Pioneering (11/27/01)
I've read three books this week with some relevance to my goals. Blueprint for Paradise, which despite its name is a very practical guide to living on small tropical islands, How To Start Your Own Country, which, despite its title, seems mostly to be a chronicle of the many failures experienced by prospective nation founders, and The Last Frontiers On Earth, a more speculative book about the possible locations people can still go to find freedom.

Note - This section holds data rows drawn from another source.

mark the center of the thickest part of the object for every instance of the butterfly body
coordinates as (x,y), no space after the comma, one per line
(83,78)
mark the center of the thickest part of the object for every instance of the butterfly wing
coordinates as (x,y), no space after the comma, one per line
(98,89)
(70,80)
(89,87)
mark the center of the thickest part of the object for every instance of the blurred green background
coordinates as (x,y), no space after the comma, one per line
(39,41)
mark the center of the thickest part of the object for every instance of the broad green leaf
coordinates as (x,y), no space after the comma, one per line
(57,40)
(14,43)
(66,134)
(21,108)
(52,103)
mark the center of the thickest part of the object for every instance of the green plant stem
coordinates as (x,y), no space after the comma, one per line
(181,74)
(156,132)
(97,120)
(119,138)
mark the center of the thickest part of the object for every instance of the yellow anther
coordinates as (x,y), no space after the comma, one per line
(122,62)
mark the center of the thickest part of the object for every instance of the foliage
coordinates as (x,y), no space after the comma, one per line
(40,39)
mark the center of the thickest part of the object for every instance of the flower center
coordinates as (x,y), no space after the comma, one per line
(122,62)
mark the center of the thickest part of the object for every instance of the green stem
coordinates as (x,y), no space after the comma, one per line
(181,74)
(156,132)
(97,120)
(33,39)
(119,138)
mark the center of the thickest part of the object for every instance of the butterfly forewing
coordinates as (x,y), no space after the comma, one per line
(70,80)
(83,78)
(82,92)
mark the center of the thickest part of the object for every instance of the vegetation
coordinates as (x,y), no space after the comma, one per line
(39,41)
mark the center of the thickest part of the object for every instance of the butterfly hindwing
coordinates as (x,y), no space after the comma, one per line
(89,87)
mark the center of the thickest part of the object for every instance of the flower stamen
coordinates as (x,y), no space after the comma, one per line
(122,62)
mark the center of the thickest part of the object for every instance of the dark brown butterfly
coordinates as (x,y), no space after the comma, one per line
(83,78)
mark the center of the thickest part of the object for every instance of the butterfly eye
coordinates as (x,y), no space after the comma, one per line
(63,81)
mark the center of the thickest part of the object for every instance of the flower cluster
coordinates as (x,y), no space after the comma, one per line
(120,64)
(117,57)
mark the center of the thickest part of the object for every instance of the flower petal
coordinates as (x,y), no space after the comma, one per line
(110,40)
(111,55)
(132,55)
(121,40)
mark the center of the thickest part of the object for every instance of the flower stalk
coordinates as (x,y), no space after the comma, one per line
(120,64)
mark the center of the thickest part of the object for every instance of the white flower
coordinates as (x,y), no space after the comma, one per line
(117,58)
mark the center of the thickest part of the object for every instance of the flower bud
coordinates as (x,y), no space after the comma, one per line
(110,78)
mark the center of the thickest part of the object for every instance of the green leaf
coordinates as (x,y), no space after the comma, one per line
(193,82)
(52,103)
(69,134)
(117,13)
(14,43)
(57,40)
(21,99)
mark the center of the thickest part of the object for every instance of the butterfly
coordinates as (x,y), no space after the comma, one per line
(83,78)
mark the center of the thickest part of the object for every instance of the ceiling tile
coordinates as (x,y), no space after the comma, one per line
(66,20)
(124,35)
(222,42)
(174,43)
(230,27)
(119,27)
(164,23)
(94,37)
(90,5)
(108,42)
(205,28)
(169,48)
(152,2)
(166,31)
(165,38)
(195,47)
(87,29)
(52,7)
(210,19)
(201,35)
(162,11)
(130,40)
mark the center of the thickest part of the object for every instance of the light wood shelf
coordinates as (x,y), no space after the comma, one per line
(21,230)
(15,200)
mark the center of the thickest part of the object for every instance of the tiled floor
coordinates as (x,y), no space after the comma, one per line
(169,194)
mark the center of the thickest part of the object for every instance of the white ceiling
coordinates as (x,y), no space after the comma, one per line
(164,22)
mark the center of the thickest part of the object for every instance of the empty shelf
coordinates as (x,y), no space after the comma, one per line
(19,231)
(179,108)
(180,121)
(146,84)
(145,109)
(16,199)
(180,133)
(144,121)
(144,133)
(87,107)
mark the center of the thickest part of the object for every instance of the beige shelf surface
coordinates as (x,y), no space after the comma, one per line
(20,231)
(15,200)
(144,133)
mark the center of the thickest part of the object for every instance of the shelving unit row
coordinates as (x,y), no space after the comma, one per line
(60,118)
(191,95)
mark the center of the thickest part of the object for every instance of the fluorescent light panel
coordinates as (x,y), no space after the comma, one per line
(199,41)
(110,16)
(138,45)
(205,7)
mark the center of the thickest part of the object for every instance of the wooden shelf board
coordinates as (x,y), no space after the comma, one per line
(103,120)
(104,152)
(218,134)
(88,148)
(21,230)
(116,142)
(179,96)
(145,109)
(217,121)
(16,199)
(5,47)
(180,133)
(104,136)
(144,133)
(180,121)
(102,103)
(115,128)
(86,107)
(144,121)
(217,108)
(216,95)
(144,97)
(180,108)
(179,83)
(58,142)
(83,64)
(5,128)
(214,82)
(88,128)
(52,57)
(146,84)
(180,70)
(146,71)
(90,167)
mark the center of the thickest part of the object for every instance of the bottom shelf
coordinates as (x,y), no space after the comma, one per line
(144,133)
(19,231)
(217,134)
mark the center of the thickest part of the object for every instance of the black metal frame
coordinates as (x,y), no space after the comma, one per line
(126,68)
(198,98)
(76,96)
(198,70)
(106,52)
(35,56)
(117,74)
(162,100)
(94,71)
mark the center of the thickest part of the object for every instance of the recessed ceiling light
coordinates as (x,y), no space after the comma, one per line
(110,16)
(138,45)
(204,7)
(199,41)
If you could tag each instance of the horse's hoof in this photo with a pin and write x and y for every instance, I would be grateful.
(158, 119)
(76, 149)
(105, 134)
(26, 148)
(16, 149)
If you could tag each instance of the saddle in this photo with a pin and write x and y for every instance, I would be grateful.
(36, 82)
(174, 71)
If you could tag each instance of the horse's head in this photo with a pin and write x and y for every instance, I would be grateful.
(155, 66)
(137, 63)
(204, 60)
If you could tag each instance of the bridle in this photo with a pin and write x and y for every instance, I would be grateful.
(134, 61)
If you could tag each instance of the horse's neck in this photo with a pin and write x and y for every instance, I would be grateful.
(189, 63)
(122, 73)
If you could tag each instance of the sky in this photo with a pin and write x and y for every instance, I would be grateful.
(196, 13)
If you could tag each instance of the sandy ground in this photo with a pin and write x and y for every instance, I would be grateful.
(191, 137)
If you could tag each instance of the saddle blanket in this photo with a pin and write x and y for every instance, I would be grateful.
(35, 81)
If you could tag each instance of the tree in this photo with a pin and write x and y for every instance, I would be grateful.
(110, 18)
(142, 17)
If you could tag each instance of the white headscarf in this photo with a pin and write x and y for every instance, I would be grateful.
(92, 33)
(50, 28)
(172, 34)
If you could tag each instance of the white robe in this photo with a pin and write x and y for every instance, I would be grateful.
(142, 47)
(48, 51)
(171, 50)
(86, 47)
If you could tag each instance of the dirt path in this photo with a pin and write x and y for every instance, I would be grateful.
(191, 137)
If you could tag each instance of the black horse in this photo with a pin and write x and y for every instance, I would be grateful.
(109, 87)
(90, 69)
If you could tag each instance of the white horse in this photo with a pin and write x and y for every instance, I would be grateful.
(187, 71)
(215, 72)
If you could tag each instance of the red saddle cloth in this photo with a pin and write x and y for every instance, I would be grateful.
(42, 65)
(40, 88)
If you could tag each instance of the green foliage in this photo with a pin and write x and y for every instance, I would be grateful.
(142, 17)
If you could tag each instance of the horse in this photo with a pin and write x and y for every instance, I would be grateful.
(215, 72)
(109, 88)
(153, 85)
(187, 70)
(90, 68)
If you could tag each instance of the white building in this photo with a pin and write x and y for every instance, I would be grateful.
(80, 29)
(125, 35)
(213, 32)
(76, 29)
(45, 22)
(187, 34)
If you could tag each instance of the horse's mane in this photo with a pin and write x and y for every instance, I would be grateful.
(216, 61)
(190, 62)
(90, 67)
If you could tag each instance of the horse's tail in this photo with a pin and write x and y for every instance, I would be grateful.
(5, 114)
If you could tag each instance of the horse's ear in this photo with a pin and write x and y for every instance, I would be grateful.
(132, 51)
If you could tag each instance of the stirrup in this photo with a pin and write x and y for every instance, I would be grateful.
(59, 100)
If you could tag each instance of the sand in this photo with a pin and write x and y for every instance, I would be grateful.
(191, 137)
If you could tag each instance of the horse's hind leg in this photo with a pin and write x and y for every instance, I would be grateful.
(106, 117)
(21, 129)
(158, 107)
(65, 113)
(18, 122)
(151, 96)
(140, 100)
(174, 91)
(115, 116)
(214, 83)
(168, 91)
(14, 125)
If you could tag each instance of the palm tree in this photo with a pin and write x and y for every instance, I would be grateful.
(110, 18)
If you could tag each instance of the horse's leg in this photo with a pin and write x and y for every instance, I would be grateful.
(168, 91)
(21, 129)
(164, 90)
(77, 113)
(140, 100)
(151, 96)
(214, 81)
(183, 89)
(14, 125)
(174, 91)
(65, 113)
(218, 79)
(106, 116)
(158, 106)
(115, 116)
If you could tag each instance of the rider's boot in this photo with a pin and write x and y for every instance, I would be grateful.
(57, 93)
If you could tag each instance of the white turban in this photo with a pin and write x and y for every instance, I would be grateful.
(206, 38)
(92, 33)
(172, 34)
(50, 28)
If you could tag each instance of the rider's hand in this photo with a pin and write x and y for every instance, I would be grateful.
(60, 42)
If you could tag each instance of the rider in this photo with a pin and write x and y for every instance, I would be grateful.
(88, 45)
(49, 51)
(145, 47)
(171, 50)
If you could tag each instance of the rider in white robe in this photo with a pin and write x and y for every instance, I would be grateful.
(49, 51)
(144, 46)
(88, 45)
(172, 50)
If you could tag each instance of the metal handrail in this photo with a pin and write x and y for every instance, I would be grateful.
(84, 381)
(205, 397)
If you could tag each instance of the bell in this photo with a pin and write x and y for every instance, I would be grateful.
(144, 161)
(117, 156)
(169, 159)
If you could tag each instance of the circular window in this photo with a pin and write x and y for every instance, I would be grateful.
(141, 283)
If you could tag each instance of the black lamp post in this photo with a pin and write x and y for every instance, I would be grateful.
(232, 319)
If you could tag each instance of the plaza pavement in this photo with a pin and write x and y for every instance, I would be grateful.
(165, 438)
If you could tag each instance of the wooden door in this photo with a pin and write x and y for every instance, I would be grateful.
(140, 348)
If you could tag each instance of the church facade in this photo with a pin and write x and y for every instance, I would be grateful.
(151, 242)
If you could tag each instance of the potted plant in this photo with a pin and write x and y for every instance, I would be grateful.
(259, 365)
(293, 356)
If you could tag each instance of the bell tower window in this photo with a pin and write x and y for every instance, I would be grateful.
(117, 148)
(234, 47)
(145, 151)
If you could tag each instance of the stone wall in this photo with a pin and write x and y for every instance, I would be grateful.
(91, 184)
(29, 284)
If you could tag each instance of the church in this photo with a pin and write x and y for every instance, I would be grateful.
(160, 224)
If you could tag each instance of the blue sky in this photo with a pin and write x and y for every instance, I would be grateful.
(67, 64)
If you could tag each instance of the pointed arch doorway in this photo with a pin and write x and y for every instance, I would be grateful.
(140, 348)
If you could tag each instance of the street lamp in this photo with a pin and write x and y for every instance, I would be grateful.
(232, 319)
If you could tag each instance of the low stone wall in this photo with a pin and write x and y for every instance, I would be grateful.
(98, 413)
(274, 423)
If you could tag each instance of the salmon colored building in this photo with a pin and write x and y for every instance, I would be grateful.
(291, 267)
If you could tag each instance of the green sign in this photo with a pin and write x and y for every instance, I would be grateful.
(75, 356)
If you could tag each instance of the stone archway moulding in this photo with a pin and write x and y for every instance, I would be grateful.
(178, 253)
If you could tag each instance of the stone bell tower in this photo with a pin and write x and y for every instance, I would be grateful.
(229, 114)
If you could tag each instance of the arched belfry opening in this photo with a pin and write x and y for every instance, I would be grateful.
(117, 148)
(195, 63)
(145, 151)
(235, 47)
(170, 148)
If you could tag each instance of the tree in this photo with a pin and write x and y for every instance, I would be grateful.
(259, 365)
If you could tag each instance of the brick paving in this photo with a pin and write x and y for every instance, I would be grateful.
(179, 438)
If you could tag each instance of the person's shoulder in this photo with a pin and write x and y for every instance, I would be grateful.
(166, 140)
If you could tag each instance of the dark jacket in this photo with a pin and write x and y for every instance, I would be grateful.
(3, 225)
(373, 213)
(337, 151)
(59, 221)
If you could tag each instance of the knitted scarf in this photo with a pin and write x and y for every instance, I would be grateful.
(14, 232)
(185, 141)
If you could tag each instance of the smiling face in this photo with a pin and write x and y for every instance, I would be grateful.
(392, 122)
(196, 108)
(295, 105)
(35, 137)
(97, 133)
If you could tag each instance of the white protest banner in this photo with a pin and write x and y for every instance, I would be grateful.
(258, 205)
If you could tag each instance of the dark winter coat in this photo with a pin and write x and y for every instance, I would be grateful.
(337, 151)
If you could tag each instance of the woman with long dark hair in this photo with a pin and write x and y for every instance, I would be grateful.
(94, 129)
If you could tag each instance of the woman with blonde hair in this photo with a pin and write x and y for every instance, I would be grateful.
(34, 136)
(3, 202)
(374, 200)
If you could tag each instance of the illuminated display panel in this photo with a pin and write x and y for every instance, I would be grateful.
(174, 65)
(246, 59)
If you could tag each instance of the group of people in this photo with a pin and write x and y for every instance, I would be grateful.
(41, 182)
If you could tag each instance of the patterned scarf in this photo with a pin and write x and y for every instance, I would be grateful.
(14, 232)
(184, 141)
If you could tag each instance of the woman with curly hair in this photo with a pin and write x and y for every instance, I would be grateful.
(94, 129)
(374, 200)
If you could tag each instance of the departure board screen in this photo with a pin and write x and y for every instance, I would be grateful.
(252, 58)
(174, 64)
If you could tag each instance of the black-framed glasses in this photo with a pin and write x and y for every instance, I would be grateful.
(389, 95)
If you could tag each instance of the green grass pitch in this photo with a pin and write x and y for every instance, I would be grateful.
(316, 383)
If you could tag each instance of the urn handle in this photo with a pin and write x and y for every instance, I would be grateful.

The social and technical challenges involved in bringing civilization to a new frontier (antarctica, subarctic islands, underwater, on the water) fascinate me. There is some deep part of me that is unhappy with the specialization in todays society, the fact that there is always someone who can do things more expertly than I can. The result of this specialization is incredible efficiency, because when you have to do everything yourself you don't do any one thing as well as an expert. Yet it also results in a lack of customization, in looking around and feeling like everything you have was created by someone else. And perhaps (this is arguable), in a lack of innovation and experimentation, due to the separation between the creator and the end-user.
Part of me wants to stop thinking, talking, and researching, and just do. Move to another country, or buy a boat and see where the currents take me. Find a seamount and create land never seen before - open a bed-n-breakfast in the ocean. The rest of me, scared of thoughtless actions, urges restraint. Plan, wait, learn, don't be hasty. Get a group, have a plan, do things right. Torn by these conflicting urges, I feel unsure of my path. Is it a conflict between youth and maturity, haste and wisdom, or between creativity and stasis, real work and hot air? The books sketch a broad range of visions, from the disasters that were to the wonders that might yet be. Somewhere in between lies reality, where it can be hard to tell the impossible from the merely absurd.
Fuel for fantasy: Own your own submarine. Can't help but wonder how much money the owner of such a thing could make smuggling drugs :). I remember reading a news story about an unmanned submarine, stuffed full of dope, which washed up on the shore of mexico or california.